- Każdy, nawet najmniejszy sygnał o pojawieniu się śniętych ryb na wielkopolskich wodach jest przez dedykowanego służby weryfikowany i skrupulatnie badany. W dniu dzisiejszym otrzymaliśmy informacje o pojawieniu się takiego zjawiska na jeziorze w Środzie Wielkopolskiej oraz na rzece Wełna w Rogoźnie – poinformował wieczorem wojewoda wielkopolski Michał Zieliński.

Reklama

Dodał, że do obu lokalizacji natychmiast skierowano przedstawicieli WIOŚ, PSSE oraz KP PSP, Druhów OSP i KP Policji. - Na miejscu zabezpieczono wytypowany obszar oraz pobrano wodę do badań – zaznaczył.

Wojewoda poinformował, że kąpielisko miejskie w Środzie Wlkp. do czasu otrzymania wyników próbek wody zostało wyłączone z użytkowania. - Zgodnie z procedurą wdrożono działania w celu oczyszczenia zbiorników, jak również zlecono monitoring analizowanego obszaru - podkreślił.

Wojewoda przypomniał również, że "każdą podobną sytuację, natychmiast po jej wykryciu należy zgłaszać do odpowiednich służb, tj. KP Policji lub KP PSP”.

"Nie ma powodów do paniki"

W sobotę wojewoda wielkopolski zwołał posiedzenie Wojewódzkiego Zespołu Zarządzania Kryzysowego dotyczące zjawiska śniętych ryb w rzece Ner – przepływającej przez województwa łódzkie i wielkopolskie, stanowiącej dopływ Warty.

- Pozostaję w kontakcie ze służbami i koordynuję ich działania.

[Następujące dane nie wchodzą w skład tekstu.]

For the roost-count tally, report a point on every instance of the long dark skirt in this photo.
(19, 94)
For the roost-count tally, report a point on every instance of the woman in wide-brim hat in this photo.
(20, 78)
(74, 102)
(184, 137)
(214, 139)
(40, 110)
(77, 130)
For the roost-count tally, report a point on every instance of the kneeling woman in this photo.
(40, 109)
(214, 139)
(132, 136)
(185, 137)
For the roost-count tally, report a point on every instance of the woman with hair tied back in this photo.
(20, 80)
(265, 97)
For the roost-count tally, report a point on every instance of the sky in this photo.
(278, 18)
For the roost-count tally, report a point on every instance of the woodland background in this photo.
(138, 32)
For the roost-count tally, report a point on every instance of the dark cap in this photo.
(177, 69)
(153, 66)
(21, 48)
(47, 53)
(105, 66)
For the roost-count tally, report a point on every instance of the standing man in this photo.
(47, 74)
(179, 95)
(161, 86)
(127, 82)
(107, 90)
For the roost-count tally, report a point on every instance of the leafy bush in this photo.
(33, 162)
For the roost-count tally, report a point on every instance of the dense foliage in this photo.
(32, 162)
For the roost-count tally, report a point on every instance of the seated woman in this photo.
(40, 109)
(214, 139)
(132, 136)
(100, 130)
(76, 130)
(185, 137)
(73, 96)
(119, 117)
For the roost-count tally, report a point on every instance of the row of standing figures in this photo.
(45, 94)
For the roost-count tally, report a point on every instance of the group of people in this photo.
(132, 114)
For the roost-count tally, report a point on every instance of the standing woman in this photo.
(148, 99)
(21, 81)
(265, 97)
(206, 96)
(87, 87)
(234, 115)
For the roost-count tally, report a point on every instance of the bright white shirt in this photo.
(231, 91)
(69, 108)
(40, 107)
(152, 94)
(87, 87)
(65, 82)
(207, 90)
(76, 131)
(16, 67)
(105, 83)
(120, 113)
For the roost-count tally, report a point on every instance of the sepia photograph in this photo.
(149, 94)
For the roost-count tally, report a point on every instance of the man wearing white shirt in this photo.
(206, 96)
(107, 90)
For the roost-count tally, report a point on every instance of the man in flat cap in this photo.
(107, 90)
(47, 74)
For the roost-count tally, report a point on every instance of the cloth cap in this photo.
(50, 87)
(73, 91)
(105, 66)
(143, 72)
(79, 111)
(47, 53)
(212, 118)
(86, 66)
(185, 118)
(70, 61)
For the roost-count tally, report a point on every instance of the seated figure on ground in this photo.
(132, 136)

Chciałbym podkreślić, że nie ma powodów do paniki, a sytuacja jest pod stałą kontrolą – podkreślił po sobotnim posiedzeniu wojewoda wielkopolski Michał Zieliński.

- Na podstawie ustaleń Sztabu przekazujemy rekomendacje o niekąpaniu się w rzece Ner oraz o niepojeniu w niej zwierząt, a także o wstrzymaniu się od połowu ryb i wszelkiej aktywności rekreacyjnej. Nasze działania mają charakter prewencyjny, podejmujemy je w trosce o bezpieczeństwo mieszkańców regionu - zaznaczył wojewoda.

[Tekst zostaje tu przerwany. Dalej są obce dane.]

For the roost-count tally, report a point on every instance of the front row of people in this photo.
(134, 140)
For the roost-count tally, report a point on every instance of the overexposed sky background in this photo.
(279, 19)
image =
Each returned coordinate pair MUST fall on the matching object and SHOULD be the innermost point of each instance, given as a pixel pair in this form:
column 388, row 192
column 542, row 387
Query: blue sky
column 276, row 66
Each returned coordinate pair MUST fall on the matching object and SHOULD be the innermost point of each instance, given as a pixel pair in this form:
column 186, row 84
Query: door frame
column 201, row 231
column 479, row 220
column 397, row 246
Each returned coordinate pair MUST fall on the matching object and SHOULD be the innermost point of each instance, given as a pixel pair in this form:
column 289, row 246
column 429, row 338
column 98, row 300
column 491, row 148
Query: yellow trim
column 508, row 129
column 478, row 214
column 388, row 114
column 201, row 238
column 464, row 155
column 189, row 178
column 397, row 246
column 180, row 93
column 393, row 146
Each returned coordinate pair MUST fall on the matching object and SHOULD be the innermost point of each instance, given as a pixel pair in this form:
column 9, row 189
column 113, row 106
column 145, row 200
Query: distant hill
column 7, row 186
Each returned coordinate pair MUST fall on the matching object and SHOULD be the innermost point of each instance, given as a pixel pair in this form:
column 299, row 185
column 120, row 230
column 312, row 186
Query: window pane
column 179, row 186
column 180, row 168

Wielkopolski Urząd Wojewódzki w Poznaniu (WUW) poinformował w sobotę wieczorem, że w związku ze wzmożonym monitoringiem stanu wód w rzekach województwa wielkopolskiego, delegatura WIOŚ w Koninie na wysokości m. Dąbie (pow. kolski) pobrała próbki wody z rzeki Ner wpływającej na teren wielkopolski z kierunku województwa łódzkiego. "Działanie spowodowane było wystąpieniem zjawiska śniętych ryb. Z przeprowadzonych oględzin nie odnotowano widocznych zmian na rzece, a podstawowe parametry mieszczą się w granicach normy" – wskazano.

Reklama

WUW poinformował, że prowadzone są szczegółowe badania, o których wynikach odpowiednie służby będą informować na bieżąco. W działania zaangażowana jest także Państwowa Straż Rybacka z terenu całego województwa. "Państwowa Straż Pożarna postawiła zaporę na rzece Ner na wysokości miejscowości Rzuchów – w ciągu ostatnich godzin nie odnotowano przypadków gromadzenia się na niej śniętych ryb. Wszystkie ujęcia wody zlokalizowane w pobliżu rzeki Ner są codziennie badane przez służby sanitarne" – zaznaczono.

Dodano, że Wojewódzkie Centrum Zarządzania Kryzysowego w Poznaniu pozostaje we współpracy ze swoim odpowiednikiem w województwie łódzkim, a także z Powiatowym Centrum Zarządzania Kryzysowego w Kole.